Konrad Mizzi reminisces about watching construction of Ħaġar Qim

    Karl Stennienibarra

    Konrad Mizzi has inadvertently revealed he is more than 5,000 years old, after speaking about his childhood memories of watching Ħaġar Qim being built.

    The Tourism Minister, previously thought be to 41, was taking part in a promotional interview about the megalithic temples for the Malta Tourism Authority.

    “This was back in 3600 BC, when I was only 10 years old, but I remember it like it was yesterday,” Mizzi said.

    “My father was a shepherd in the village that is now Qrendi. We used to take the sheep to graze in a field near the site that would eventually become the temple complex.

    “While dad tended the flock, I would watch in awe as teams of men pulled huge limestone blocks along the ground on rollers, before using hi-tech (well it was at the time!) machinery to defy gravity and put them upright.

    “As the building started to take shape and engravers chiseled strange patterns onto the facade, I realised this wasn’t going to be another grain store. This was going to be a sacred place, a place where you could speak to the gods.

    “One day my mum came to the field to bring us some food, and a sculptor saw her and said she’d make a great fertility symbol, so he started carving her likeness out of stone. She didn’t like the end result though. Said it made her look fat, but that’s women for you.”

    However, Mizzi’s wonder quickly turned to sadness, after he was ordered to hand over his favourite sheep to be sacrificed during the temple’s opening ceremony.

    “I still miss Fluffy,” he said as tears welled up in his eyes. “But the high priest said that if we didn’t kill him the village would have a bad harvest. If only people had thought of selling passports to appease the gods, like we do now. Fluffy might have lived.”

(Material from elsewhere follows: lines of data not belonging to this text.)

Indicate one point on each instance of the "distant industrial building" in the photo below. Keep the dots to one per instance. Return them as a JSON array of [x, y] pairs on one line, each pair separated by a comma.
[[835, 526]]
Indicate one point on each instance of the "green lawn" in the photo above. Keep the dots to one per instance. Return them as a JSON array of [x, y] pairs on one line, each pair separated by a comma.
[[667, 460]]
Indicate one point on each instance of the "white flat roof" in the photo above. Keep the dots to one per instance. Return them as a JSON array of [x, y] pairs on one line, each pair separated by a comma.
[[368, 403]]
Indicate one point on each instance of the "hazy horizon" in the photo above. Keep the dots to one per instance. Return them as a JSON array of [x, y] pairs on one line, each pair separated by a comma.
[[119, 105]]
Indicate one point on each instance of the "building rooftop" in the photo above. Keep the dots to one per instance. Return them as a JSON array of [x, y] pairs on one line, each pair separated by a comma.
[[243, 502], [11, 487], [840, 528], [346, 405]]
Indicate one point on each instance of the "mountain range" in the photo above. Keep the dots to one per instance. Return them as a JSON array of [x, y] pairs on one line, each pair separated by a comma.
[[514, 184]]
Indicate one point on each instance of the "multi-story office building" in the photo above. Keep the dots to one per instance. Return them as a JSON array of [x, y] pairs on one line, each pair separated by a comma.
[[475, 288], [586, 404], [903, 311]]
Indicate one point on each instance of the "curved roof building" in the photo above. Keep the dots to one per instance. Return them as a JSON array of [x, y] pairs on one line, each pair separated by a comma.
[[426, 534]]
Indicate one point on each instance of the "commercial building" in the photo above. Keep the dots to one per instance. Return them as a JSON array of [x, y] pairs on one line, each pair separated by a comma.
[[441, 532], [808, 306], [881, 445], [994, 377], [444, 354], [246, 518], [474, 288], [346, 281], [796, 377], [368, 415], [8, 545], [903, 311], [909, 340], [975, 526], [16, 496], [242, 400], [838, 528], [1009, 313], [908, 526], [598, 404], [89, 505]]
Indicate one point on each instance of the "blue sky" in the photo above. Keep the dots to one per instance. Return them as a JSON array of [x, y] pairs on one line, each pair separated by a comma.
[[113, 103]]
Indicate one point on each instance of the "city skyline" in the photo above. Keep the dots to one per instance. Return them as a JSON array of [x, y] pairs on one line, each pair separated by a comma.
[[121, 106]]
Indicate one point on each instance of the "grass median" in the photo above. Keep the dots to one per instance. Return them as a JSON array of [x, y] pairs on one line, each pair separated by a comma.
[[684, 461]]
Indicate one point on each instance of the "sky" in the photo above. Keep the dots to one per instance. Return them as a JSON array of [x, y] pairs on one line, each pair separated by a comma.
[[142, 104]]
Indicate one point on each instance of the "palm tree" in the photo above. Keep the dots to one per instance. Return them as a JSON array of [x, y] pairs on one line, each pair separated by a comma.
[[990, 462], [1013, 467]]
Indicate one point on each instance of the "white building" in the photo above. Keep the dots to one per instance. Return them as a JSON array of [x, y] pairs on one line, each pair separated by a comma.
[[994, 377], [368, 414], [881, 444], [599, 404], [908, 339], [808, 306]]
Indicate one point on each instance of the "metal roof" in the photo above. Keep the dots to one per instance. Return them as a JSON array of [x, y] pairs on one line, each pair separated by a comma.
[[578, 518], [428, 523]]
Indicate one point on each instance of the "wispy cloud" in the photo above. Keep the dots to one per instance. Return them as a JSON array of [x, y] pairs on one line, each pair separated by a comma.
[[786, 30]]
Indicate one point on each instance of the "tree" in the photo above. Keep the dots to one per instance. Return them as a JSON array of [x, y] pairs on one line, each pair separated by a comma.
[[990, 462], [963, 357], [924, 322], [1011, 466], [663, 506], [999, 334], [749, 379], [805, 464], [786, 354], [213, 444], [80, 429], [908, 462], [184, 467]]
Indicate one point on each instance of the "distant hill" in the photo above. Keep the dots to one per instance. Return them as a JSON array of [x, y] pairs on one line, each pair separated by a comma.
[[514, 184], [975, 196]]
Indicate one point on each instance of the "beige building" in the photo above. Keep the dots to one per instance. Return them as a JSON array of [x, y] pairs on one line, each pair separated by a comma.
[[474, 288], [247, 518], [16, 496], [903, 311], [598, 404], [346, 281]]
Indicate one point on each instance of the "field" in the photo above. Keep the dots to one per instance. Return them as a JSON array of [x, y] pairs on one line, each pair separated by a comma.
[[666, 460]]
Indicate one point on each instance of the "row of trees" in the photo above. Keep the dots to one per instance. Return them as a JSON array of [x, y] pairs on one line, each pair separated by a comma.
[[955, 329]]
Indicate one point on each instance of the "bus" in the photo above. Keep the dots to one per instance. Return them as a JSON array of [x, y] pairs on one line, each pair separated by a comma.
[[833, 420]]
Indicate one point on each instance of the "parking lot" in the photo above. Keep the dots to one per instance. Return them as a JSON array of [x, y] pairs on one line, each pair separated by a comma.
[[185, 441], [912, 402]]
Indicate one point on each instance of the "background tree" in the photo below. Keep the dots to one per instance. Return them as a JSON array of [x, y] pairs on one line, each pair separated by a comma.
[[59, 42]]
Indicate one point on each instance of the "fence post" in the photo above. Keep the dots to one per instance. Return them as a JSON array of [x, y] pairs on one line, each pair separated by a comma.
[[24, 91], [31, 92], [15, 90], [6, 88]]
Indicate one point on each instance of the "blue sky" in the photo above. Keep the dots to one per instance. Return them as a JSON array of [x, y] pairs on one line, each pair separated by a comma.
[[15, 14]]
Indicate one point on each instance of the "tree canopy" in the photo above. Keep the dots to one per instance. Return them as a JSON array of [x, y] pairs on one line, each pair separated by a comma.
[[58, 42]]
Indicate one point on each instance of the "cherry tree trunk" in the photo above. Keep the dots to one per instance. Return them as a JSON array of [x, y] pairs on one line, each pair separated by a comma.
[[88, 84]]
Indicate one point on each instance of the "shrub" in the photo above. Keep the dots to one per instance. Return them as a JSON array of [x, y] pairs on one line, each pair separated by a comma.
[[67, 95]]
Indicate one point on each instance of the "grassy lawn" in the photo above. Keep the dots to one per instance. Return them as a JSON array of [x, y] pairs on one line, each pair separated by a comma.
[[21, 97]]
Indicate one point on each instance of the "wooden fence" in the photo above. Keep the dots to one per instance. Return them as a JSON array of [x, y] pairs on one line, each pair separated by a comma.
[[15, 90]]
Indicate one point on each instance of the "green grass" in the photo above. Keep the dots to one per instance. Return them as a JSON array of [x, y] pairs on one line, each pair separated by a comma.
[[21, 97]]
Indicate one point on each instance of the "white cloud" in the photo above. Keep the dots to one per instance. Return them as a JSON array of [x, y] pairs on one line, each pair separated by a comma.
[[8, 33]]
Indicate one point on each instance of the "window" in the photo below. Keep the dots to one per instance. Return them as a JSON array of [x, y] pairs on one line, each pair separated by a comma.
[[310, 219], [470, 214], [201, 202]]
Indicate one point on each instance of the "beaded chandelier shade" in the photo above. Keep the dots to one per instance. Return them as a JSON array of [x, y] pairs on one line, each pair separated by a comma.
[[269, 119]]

    Mizzi added that during the ceremony, the temple’s newly appointed oracle gave him a cryptic message about his future.

    “She told me, ‘Your shell will not remain at the bottom of the sea. 17 Black will see the light.’ I had no idea what she meant, but I could feel my human rights being breached so I ran home crying.”

    The minister also mentioned other memories he had, including watching Count Roger I of Sicily set foot on the island in 1081, as well as his time as La Vallette’s squire during the Great Siege of 1565.

    “It was from Jean that I learned the arts of sword fighting and creative accounting,” he said.